How to prepare data for WGBS data ？

hmyh1202 commented 1 year ago

How to prepare data for WGBS data ， Thank you!

assafgrw commented 1 year ago

I am wondering regarding the same issue. I guess that data should be mapped to a bed file containing al the cpgs in the human genome. @hmyh1202 did you find an answer?

nloyfer commented 1 year ago

Hi, I would use wgbstools as follows:

download and install wgbstools
run wgbstools bam2pat to create beta files from the bam files
run wgbstools beta_to_450k to generate a csv table compatible with meth_atlas.

But if you don't want to install wgbstools, you don't have to. You can call the methylation values from the bam files with your favorite methylation caller (e.g. bismark, MethylDackel, etc.) to create a bed file for all CpG sites. Then, merge the output (by chromosome and position) with the Illumina Infinium HumanMethylation450K manifest, e.g. from here, to map the CpGs to their corresponding 450K annotations.

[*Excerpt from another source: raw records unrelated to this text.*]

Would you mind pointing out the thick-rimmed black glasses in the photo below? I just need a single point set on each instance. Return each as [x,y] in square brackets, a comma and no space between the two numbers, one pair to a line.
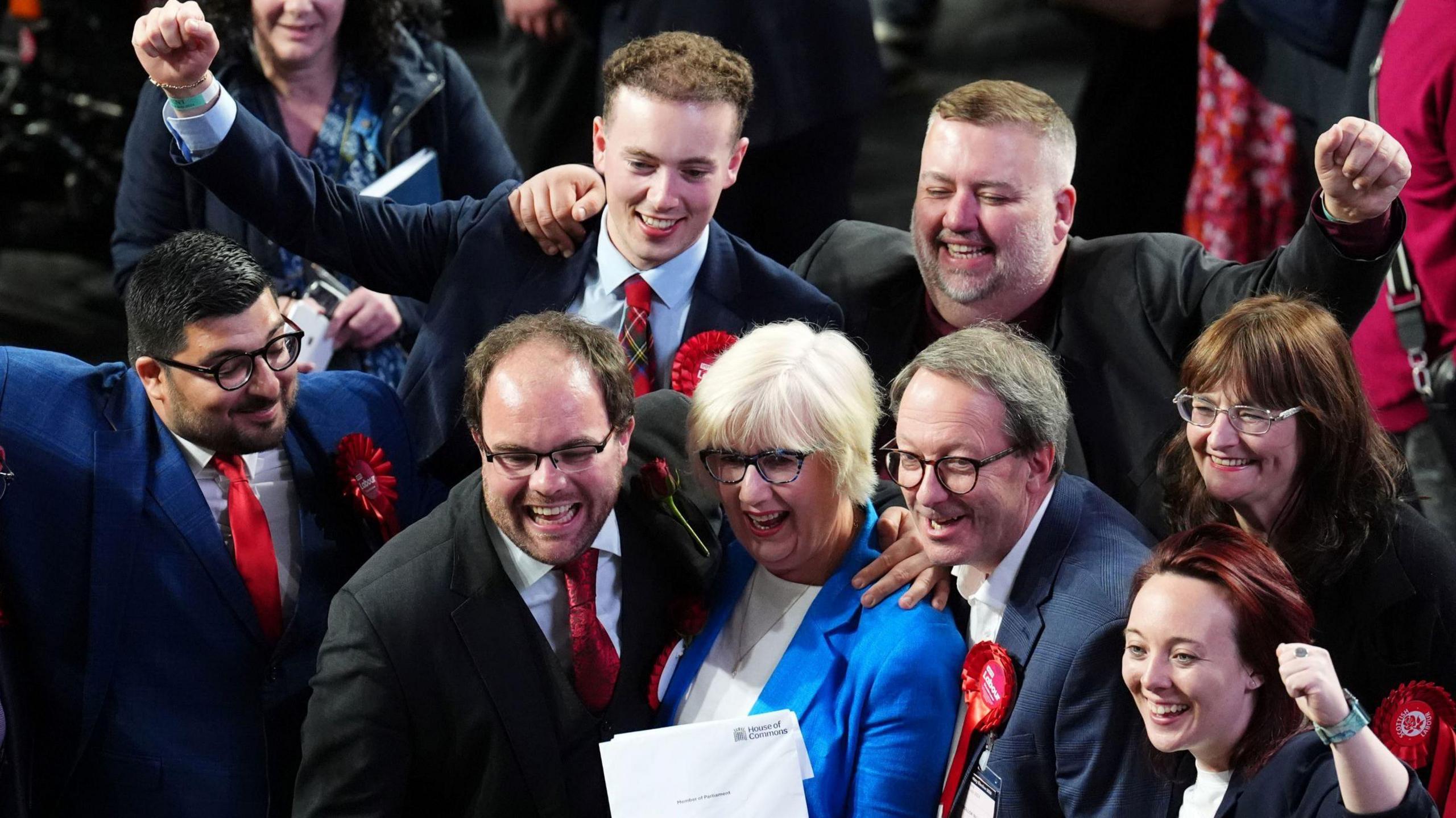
[568,459]
[6,475]
[1248,420]
[235,372]
[775,466]
[958,475]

assafgrw commented 1 year ago

Thank for the prompt replay @nloyfer Actually what I ment in my question is: How to perpre my data (ONT) for deconv using the WGBS based atlas you recently publish (Nature 2023)?

As far as I undersatnd wgbstools is for bs data only?

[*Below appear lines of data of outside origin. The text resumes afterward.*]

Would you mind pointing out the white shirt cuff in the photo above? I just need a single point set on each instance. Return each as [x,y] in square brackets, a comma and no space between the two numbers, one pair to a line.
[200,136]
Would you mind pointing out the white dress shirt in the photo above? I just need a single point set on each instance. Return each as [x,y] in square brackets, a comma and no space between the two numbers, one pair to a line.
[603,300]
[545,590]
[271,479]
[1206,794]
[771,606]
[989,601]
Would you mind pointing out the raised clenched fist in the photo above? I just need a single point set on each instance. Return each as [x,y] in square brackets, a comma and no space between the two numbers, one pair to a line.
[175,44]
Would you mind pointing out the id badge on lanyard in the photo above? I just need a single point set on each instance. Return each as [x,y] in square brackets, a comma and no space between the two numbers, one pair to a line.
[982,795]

I was thinking to do as in https://github.com/methylgrammarlab/cfdna-ont but am wondering what to map my data to? a bed file containing all the CpGs in the Genome? a bed file containing the "top 1% (20,997) blocks" (where can I find this bed file, it's not in the repo?) ? And finally which Atlas version shel I use with "deconvolve.py? there are few in the supplementy section"

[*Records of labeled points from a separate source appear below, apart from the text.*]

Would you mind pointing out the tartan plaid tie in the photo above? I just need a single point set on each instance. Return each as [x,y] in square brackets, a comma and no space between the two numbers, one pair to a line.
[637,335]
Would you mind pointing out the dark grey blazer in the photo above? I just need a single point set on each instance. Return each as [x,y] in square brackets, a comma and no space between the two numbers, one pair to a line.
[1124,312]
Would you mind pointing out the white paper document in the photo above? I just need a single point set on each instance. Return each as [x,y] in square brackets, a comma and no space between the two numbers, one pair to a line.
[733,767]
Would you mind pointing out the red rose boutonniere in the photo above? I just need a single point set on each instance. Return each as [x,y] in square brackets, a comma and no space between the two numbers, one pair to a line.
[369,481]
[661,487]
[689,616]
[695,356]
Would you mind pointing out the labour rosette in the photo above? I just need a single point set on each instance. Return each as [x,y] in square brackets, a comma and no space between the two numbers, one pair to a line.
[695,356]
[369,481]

nloyfer commented 1 year ago

I am adding ONT support for wgbstools. Meaning, you could run wgbstools bam2pat on an ONT bam file (a bam file with the MM/ML fields) and generate a pat file. I finished implementing a beta version, and will push it to the wgbstools repo soon. And then you could run the UXM deconvolution, which is generally better than meth_atlas.

When using meth_atlas, you are limited to 450K/EPIC array sites, mostly because the atlases supplied in this repo (and the Nat. Comm paper) were array based. This is why I suggested reducing your whole-genome data to "450K" csv files. As we moved from array to whole genome (in the nature paper), we also changed our deconvolution method, to be based on fragment-level information (UXM).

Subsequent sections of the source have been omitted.